WOODRUFFBut we have to -- my answer to that is that we're not going to turn that off in a moment or a day or a year. We have to just keep doing our job. We have to keep reporting, put one foot in front of the other. Remember that we don't have all the answers, be humble, and understand that we're not going to please everybody all the time. And there's always going to be a big chunk of people who don't like what we're reporting, because they disagree with it.
WOODRUFFBut in order to have their trust and respect, at least some of them, we just have to keep doing what we do and keep our heads down and not try to become part of the fight. I don't think it's in our interest to get into a fight with whoever our political leaders are, no matter what party they're in.
NNAMDIHere's John in Colonial Beach, Virginia. John you're on the air. Go ahead, please.
JOHNYeah, Judy Woodruff, can you hear me?
NNAMDIYes, we can.
WOODRUFFI can. Hello, John.
JOHNYes. Thanks very much then. I do watch your program. One thing caught my eye, I'd like to mention. I hope you don't mind, it's kind of a question that this Friday you had a piece about Larry McMurtry who wrote "Terms of Endearment," who passed away. Remember that this past Friday?
WOODRUFFI sure do.
JOHNWell, I was a student at Kearney State College when he was a professor, and I knew the girl who was chasing after him. And I want to let you know that, as a result of the movie -- well, the book came first, he had another English professor help him write the book back in 1976 and published it in '77, then it became a movie in '83. And Kearney State College exploded from (unintelligible) teachers' college in a cornfield in Nebraska and became 10,000 kids in five years, all because of the movie. And that's what the movie and the book did when I saw everything.
NNAMDIOkay. I'm afraid we're almost out of time. I just wanted to get Matt in Great Falls. And, Matt, you only have about 30 seconds, but go ahead, please.
MATTHello. How are you both?
NNAMDIWe're doing well, but you've got to hurry up.
MATTIt's so great to talk to two D.C. legends. It really is. I don't normally call into radio shows too often but I just figured today was a perfect day, you know, to just let you know that, Judy, you are the most professional journalist I've ever seen. I just think it's such a lost art. And Kojo, you're the best. I just wanted to ask you a question. In the time that we've lived in, is it hard for you to sometimes give your opinion with such an opinionated media that we watch these days...

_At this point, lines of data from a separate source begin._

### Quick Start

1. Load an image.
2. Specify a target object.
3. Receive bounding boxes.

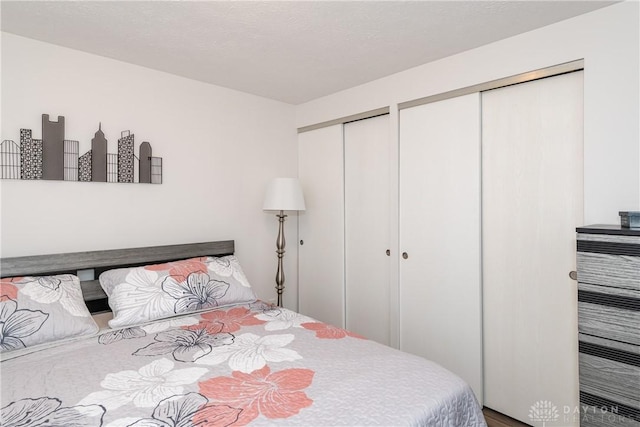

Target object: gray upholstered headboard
[0,240,235,313]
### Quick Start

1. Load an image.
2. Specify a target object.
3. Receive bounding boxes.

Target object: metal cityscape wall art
[0,114,162,184]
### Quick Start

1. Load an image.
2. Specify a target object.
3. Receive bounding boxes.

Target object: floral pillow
[0,274,98,352]
[100,256,256,328]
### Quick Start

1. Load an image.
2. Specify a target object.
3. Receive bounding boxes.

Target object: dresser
[577,225,640,426]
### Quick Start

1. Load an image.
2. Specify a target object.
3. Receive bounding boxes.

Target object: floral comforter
[0,302,485,427]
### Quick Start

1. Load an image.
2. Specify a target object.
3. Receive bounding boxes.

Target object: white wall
[0,33,297,308]
[296,1,640,227]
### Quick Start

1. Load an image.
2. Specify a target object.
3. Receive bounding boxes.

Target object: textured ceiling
[0,0,614,104]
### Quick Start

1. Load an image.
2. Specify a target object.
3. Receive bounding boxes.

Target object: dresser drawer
[579,334,640,426]
[578,252,640,291]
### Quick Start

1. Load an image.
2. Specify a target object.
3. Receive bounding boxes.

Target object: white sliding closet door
[298,124,344,327]
[482,72,583,426]
[344,115,390,345]
[400,93,482,403]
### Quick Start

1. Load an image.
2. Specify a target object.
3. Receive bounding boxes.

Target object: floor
[482,407,528,427]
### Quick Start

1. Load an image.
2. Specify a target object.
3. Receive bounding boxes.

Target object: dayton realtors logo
[529,400,560,427]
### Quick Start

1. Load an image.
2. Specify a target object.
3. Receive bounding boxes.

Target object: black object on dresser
[577,225,640,426]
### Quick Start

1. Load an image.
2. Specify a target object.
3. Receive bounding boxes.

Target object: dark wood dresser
[577,225,640,426]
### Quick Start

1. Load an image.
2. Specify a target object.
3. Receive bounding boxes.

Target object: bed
[0,241,486,427]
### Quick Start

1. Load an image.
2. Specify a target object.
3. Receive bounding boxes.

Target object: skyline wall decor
[0,114,162,184]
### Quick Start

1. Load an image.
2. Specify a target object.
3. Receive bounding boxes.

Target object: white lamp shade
[262,178,305,211]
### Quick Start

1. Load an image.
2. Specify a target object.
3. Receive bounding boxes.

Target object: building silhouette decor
[0,114,162,184]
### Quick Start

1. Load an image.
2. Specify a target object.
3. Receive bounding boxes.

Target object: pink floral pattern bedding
[0,302,485,427]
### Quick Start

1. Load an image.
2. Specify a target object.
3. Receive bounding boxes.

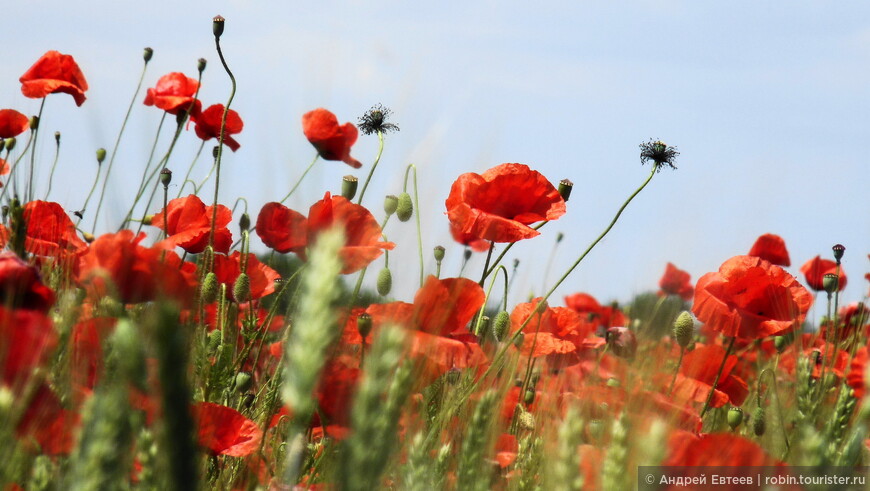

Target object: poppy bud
[199,273,217,304]
[396,193,414,222]
[233,273,251,303]
[378,268,393,296]
[341,175,359,201]
[752,406,767,436]
[160,168,172,189]
[674,310,695,348]
[233,372,253,394]
[356,312,372,340]
[492,310,511,342]
[728,407,743,430]
[211,15,225,38]
[384,194,399,216]
[832,244,846,264]
[517,411,535,431]
[822,273,840,295]
[559,179,574,201]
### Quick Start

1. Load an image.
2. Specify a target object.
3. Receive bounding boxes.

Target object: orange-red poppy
[256,192,396,274]
[0,251,54,312]
[151,194,233,254]
[144,72,202,117]
[302,108,362,169]
[659,263,695,300]
[801,256,846,292]
[76,230,196,304]
[193,104,245,152]
[692,256,813,339]
[18,51,88,106]
[445,164,565,242]
[749,234,791,267]
[193,402,263,457]
[0,109,30,138]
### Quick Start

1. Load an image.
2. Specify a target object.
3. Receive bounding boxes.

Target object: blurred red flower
[801,256,846,292]
[193,402,263,457]
[151,194,233,254]
[748,234,791,267]
[24,200,87,256]
[256,192,396,274]
[76,230,196,304]
[144,72,202,117]
[659,263,695,301]
[445,164,565,242]
[18,51,88,106]
[302,108,362,169]
[0,251,54,312]
[193,104,245,152]
[214,251,281,300]
[692,256,813,339]
[0,109,30,138]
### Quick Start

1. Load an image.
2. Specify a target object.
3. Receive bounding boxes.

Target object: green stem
[356,130,384,205]
[279,153,320,204]
[701,336,737,418]
[91,56,150,234]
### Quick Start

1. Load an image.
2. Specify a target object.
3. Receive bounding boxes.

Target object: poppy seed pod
[396,193,414,222]
[559,179,574,201]
[233,273,251,303]
[378,268,393,296]
[356,312,372,339]
[492,310,511,342]
[728,407,743,430]
[674,310,695,348]
[752,406,767,436]
[211,15,226,38]
[384,194,399,216]
[341,175,359,201]
[199,272,217,304]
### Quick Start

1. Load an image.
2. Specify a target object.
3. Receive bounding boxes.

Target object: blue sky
[0,0,870,318]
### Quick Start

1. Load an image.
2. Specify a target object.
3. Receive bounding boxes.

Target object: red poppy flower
[445,164,565,242]
[749,234,791,267]
[144,72,202,117]
[801,256,846,292]
[302,108,362,169]
[0,109,30,138]
[659,263,695,301]
[450,223,489,252]
[256,192,396,274]
[18,51,88,106]
[193,104,245,152]
[0,251,54,312]
[24,200,87,256]
[0,307,57,390]
[151,194,233,254]
[193,402,263,457]
[214,251,281,300]
[692,256,813,339]
[76,230,196,304]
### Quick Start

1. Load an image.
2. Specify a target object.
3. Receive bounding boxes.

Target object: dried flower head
[640,139,680,171]
[358,104,399,135]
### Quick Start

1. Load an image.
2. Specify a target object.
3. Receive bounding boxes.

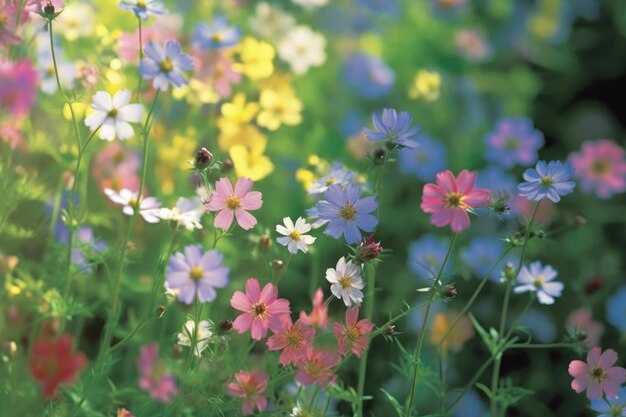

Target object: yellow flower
[256,90,302,130]
[409,69,441,101]
[230,136,274,181]
[233,37,275,80]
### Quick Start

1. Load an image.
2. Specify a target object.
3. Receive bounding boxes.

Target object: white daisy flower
[326,256,365,307]
[104,188,161,223]
[160,197,204,230]
[85,90,143,141]
[178,320,213,357]
[276,217,315,253]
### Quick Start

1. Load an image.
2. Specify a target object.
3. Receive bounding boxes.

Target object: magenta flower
[228,369,268,415]
[568,347,626,400]
[570,139,626,198]
[230,278,290,340]
[137,343,178,403]
[421,170,491,233]
[206,177,263,230]
[267,314,315,366]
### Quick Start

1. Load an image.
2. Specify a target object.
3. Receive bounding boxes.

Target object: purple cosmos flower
[513,261,563,304]
[317,184,378,244]
[118,0,167,20]
[363,109,421,148]
[485,118,543,168]
[517,161,576,203]
[193,16,241,50]
[165,245,230,304]
[139,40,193,91]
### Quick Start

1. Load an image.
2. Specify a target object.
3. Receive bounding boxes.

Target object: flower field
[0,0,626,417]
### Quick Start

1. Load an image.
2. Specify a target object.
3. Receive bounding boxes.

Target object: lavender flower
[165,245,230,304]
[139,40,193,91]
[317,184,378,244]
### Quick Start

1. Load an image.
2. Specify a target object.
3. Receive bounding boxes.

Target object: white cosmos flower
[104,188,161,223]
[277,26,326,75]
[276,217,315,253]
[160,197,204,230]
[178,320,213,357]
[85,90,143,140]
[326,256,365,307]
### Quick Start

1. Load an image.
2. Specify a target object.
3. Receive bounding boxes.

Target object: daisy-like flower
[118,0,167,20]
[159,197,204,230]
[230,278,290,340]
[296,345,341,387]
[206,177,263,230]
[420,170,491,233]
[139,40,193,91]
[193,16,241,50]
[570,139,626,198]
[333,307,374,358]
[300,288,328,329]
[137,343,178,403]
[85,90,143,140]
[228,369,268,415]
[317,184,378,244]
[326,256,365,307]
[513,261,563,304]
[104,188,161,223]
[517,161,576,203]
[276,217,315,253]
[178,320,213,357]
[364,109,421,148]
[568,347,626,400]
[28,334,87,398]
[267,314,315,366]
[165,245,230,304]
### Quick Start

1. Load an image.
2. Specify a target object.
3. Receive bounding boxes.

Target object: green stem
[405,233,458,417]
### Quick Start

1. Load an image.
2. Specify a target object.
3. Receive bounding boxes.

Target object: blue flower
[517,161,576,203]
[139,40,193,91]
[461,237,515,282]
[409,235,452,280]
[343,53,395,99]
[606,286,626,333]
[193,16,241,50]
[485,118,544,168]
[399,135,446,182]
[363,109,421,148]
[591,387,626,417]
[118,0,167,20]
[317,184,378,244]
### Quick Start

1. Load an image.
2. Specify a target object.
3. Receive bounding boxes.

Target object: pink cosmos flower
[267,314,315,366]
[206,177,263,230]
[228,369,268,414]
[568,347,626,400]
[570,139,626,198]
[296,345,341,387]
[230,278,290,340]
[0,59,37,117]
[333,307,374,358]
[300,288,328,329]
[421,170,491,233]
[137,343,178,403]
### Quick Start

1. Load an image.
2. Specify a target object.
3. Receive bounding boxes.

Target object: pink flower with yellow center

NNAMDIJudy, you only have about 20 seconds to respond. Go ahead, please.
WOODRUFFAs a reporter, as somebody who is trained that nobody really gives a damn what Judy Woodruff thinks, that was my earliest lesson as a reporter. That's not what I do. I think reporters should keep our opinions our of our work. If you're a columnist, it's different, but if you're a reporter, stick to the facts. And it's as basic as that.

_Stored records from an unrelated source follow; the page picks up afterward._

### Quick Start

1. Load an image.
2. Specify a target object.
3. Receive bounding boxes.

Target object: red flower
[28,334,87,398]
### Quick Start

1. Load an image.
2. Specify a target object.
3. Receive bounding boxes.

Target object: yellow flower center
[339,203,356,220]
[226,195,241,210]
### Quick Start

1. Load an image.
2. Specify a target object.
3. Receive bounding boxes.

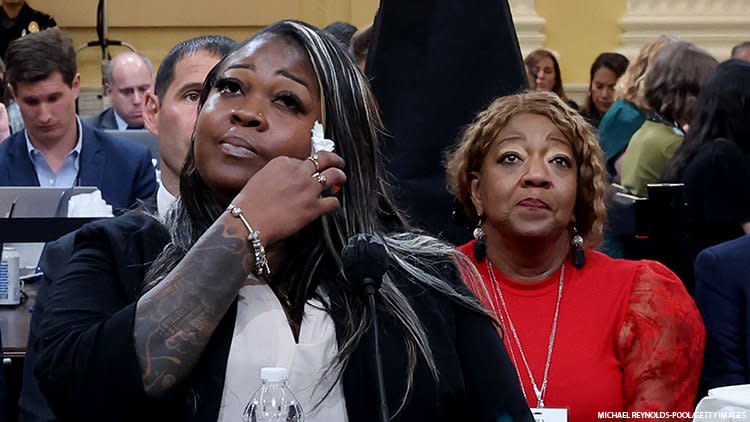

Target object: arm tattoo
[134,218,254,397]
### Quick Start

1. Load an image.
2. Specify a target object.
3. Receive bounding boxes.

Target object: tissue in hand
[68,190,112,217]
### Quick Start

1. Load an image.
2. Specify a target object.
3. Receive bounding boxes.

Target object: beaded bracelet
[227,204,271,277]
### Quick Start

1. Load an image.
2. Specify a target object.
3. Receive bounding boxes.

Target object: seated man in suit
[0,28,157,212]
[19,35,237,422]
[84,51,154,130]
[695,235,750,397]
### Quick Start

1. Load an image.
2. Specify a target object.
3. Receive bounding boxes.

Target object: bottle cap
[260,368,289,382]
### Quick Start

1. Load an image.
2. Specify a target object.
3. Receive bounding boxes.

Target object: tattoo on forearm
[134,222,253,396]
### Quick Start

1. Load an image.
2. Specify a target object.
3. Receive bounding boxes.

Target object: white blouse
[218,284,348,422]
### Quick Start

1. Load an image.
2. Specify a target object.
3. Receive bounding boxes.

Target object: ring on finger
[313,172,327,186]
[307,154,320,173]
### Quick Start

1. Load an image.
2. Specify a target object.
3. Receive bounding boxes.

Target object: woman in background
[599,35,677,179]
[581,53,628,127]
[524,48,578,109]
[447,92,704,421]
[664,59,750,288]
[620,41,719,197]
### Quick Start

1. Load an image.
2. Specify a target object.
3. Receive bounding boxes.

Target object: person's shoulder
[684,139,750,176]
[586,250,682,284]
[81,107,114,129]
[695,139,745,159]
[76,210,169,244]
[696,235,750,265]
[0,131,24,155]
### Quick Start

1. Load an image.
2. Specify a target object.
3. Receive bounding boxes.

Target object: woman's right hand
[232,151,346,248]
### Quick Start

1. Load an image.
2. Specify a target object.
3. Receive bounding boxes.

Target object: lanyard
[487,259,565,407]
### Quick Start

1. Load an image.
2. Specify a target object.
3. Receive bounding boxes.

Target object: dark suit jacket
[83,107,117,130]
[0,125,157,210]
[695,235,750,393]
[366,0,528,244]
[36,212,532,422]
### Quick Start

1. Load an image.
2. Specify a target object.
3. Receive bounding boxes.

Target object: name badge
[531,407,568,422]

NNAMDIJudy, thank you so much for joining us.
WOODRUFFKojo, thank you, and I wish you the very, very best. We'll keep on hearing you on Fridays.
NNAMDIYep, thank you very much. This segment with "PBS NewsHour" host Judy Woodruff was produced by Kurt Gardinier. And our conversation about the excavation of a colonial site in Maryland, St. Mary City, was produced by Ines Renique. Coming up tomorrow, we'll sit down with the new director of the National Museum of African-American History and Culture. And then we will talk with Briana Thomas about her book, "Black Broadway in Washington, D.C.", that highlights the District's black history and how black culture grew and flourished here. That all starts tomorrow, at noon. Until then, thank you for listening and stay safe. I'm Kojo Nnamdi.